Unwifeable(37)



I can’t even speak in coherent sentences, my sobs choke me so much.

“I feel so stupid,” I tell the ADA. “I said no, but I still let him do what he did.”

“No. Don’t feel bad,” she tells me. “One woman resisted, and he punched her in the face.”

It turns out he terrorized hundreds of women. I am one of the lucky ones.

Incidentally, if you’ve ever wondered how disassociation works, consider this: I only remembered stomach-churning details (“I want to show you a trick”) from finding my original reporting notebooks. When I went to write this, I still could not remember it, even though I had just typed up the notes.

Pain is a funny thing.

Giving my testimony to the lawyers after the piece runs summons up every shitty experience with men I have had over the course of my lifetime, and suddenly, I am drowning. I feel so much grief for myself and how much danger I put myself in. There is no denying it. I devalued myself so much, and I lost myself in the process.

Later that night, after meeting with the ADA, I attended some stupid publicist party with one of the Real Housewives of New Jersey. I think the one who flipped the table. It is held at the strip club Scores. A shy young bleached-blond girl comes up to me and asks if I want a dance. She tells me it’s her first day as a stripper. I see deep cuts on her arms that are probably not visible to most people in the strip club’s flashing lights.

“What are those?” I ask.

“I used to be really depressed,” she says, smiling at me with empty eyes.

I look at her, at the blankness in her expression, and my heart goes out to her in such a profound way.

“From one girl to another, will you promise me something?” I ask her. “You cannot tell these men about the cutting thing. Just say it was a car accident. You need to protect yourself, okay?”

She nods and proceeds to conduct her business. It’s like I’m getting a lap dance from my goddamned psyche.



* * *




THAT NIGHTMARE DATE is, thankfully, the extreme exception. You don’t end up getting legally deposed after most dates—or having to compartmentalize the trauma they inflict on you in order to move forward in daily life. (One therapist of mine calls these incidents “little t’s,” and I find that such a spunky way to talk about trauma.)

My dating is now kind of a job—and it becomes hard to even keep track.

Winning the award for most bizarre date during this time is the lawyer who after a nice night spent walking around the city suddenly leans over to give me what I expect to be a kiss—then he bites me on the cheek. Hard.

“Ow!” I say. “Jesus. That’s going to leave a mark.”

“So, what . . . you’re into tonguing?” he asks. “You’re, like, into regular Midwestern mainstream stuff?”

Another man is serial-killer-level honest after six or seven drinks.

“I’ll tell you exactly what I want,” he confesses. “My fantasy is to find a woman who’s indescribably hot, she’s a total babe, but then she has this one single flaw. Like a withered hand.”
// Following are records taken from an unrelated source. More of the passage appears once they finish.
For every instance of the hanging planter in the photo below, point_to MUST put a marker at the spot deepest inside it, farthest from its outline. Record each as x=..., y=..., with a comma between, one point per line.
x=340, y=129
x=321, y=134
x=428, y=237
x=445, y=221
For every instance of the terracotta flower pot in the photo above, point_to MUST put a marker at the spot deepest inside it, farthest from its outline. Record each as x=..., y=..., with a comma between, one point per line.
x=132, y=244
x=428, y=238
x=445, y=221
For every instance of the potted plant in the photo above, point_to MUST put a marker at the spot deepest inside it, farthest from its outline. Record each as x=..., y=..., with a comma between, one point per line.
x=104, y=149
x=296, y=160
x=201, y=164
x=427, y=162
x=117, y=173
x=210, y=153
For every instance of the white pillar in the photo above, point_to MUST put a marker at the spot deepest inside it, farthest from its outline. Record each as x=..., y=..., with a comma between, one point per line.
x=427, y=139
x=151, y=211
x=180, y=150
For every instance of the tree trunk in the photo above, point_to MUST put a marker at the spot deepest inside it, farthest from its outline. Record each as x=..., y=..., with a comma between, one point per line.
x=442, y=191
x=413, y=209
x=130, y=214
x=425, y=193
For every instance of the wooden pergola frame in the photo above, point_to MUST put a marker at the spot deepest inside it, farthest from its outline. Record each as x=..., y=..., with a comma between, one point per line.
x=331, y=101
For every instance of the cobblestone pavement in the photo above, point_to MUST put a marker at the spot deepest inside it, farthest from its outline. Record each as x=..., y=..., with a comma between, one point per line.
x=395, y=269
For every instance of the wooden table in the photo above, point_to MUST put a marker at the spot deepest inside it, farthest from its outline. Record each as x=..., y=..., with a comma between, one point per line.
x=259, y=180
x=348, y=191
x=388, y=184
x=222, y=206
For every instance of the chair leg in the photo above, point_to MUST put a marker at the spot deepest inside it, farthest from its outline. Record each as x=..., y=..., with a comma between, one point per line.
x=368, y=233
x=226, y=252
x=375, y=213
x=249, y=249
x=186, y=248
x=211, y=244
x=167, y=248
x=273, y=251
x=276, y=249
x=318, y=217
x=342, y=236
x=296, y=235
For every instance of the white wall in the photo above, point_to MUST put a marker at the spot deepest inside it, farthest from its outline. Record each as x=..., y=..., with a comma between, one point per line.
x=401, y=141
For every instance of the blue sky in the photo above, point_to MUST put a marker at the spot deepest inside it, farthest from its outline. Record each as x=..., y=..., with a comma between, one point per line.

I spit out my drink. Jesus.

“Yeah, you know,” he says. “Something that makes her just insecure enough so that even though she’s a total ten, I never have to deal with all that hot-girl confidence.”

Oh my God. Dating is so dark. Determined to put myself out there no matter what, I join the dating site Nerve with the username “ucanttouchthis.” Because “fucksalotofdoctors,” “cuttingmyselftofeelalive” and “witheredhand4u” are taken. The pickings are slim—in the sense that guys have names like “rebounding_withbaggage.”

But every few profiles, there appear to be some signs of life.



* * *




“GREAT SMILE,” READS the message from a man named Blaine, a spiffed-up blond who asks to meet for drinks.

“Thanks!” I message back, excited to have a new specimen to dissect.

I wish I could say I believed any of these online dating possibilities made me think true love was possible—but I’m a dating columnist now. My personal happiness comes last.

Blaine and I meet at the Library Bar, a swanky affair looking down on Manhattan. I stand up when he approaches the table. As usual, I am several inches taller. In this case, though, he is far blonder.

Blaine is a kind of New York dandy, with pink socks and a self-satisfied twinkle, which honestly, I would have, too, if I had his obscene amount of wealth.

He is a few years older than me, and he speaks with polite lockjawed disdain. I’m solidly middle class, and when I’m struck by condescension all I want to do is ruin that person’s day. It’s as if the lyrics to Pulp’s “Common People” are swimming through my brain.

Blaine is definitely not impressed by the fact that I write for the Post.

He asks me where I “summer.” I have never been asked this question before, so I imagine that he wonders if I return home to California?

“New York,” I say, straight.

He looks at me pityingly. We exchange numbers, but I do not ever expect to see him again.

When, a few weeks later, I get stood up by a motorcycle-riding Spaniard one night, I text about ten million guys so I can have an instant revenge date. One of the people I write? Blaine.